In group therapy, we talked about our traumas over and over and over, with the hope of working through the emotions and allowing them to become stories that would no longer plague our lives in such a visceral way. I have a whole story to tell you—about how my dad wasn’t very nice, about huddling in the closet with my sister on bad days, about the muscle relaxants and how they lead him to drive off a cliff in Palm Springs when I was 14, about the subsequent coma that lasted 19 days—but I’m going to tell you about it later. I’m going to skip to the ending now.

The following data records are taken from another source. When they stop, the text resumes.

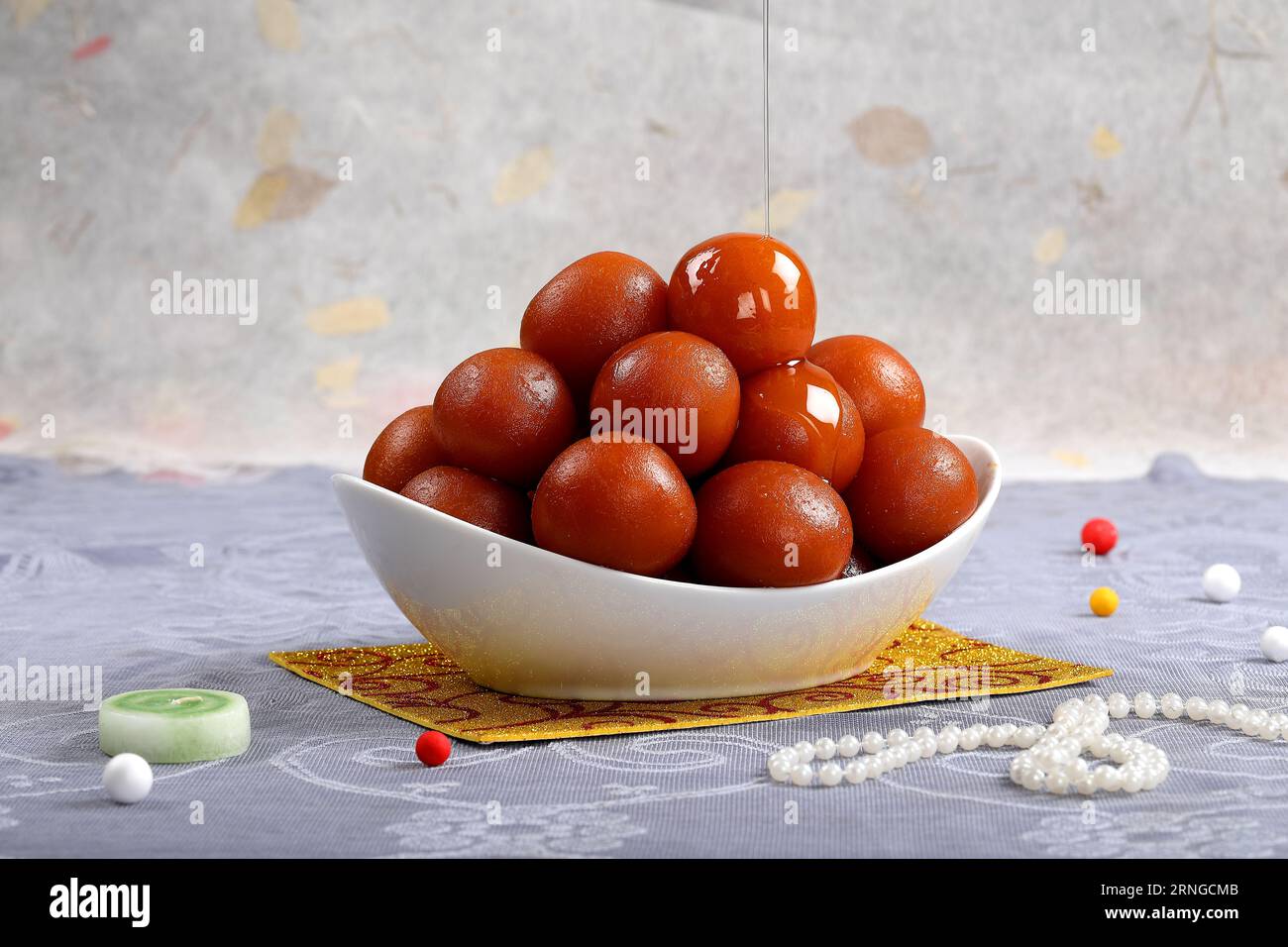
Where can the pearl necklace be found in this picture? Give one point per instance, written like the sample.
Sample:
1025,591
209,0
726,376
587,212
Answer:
1051,757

“I have a whole story to tell you—about how my dad wasn’t very nice, about huddling in the closet with my sister on bad days, about the muscle relaxants and how they lead him to drive off a cliff...”

As I was transitioning out of treatment, I got a job working at a small clothing manufacturer, signed up for a community college life drawing class, and moved into my first apartment. At the same time, my best friend Taylor graduated high school and reemerged. She was a year below me in school, and had spent her senior year at a therapeutic boarding school in Utah, court-ordered after being arrested for a DUI. I sat on the swing in my mom’s backyard and talked to her on the cordless phone. “I have an apartment now,” I said. “Do you want to come live with me?”

She moved in. The apartment was two rooms: a dim bedroom so small we had to position our twin beds in an L shape, and a tiled kitchen with a large window. We thought it would be very chic to build a long bar beneath the window, so we hauled cinder blocks from Home Depot, covered them in old, yellowing lace, and topped them with a narrow slab of plywood.

Taylor and I decided to throw a party to celebrate the beginning of our lives. We invited everyone over: my mom, my sister, and four of my closest friends from treatment. We walked a mile to the thrift store to buy mismatched floral dishes and the most ornate champagne flutes we could find. We baked a box cake, and I wrote Happy Rehab Graduation Fuck Yeah in red frosting loops. We drank from our champagne flutes because we did it. Fuck yeah.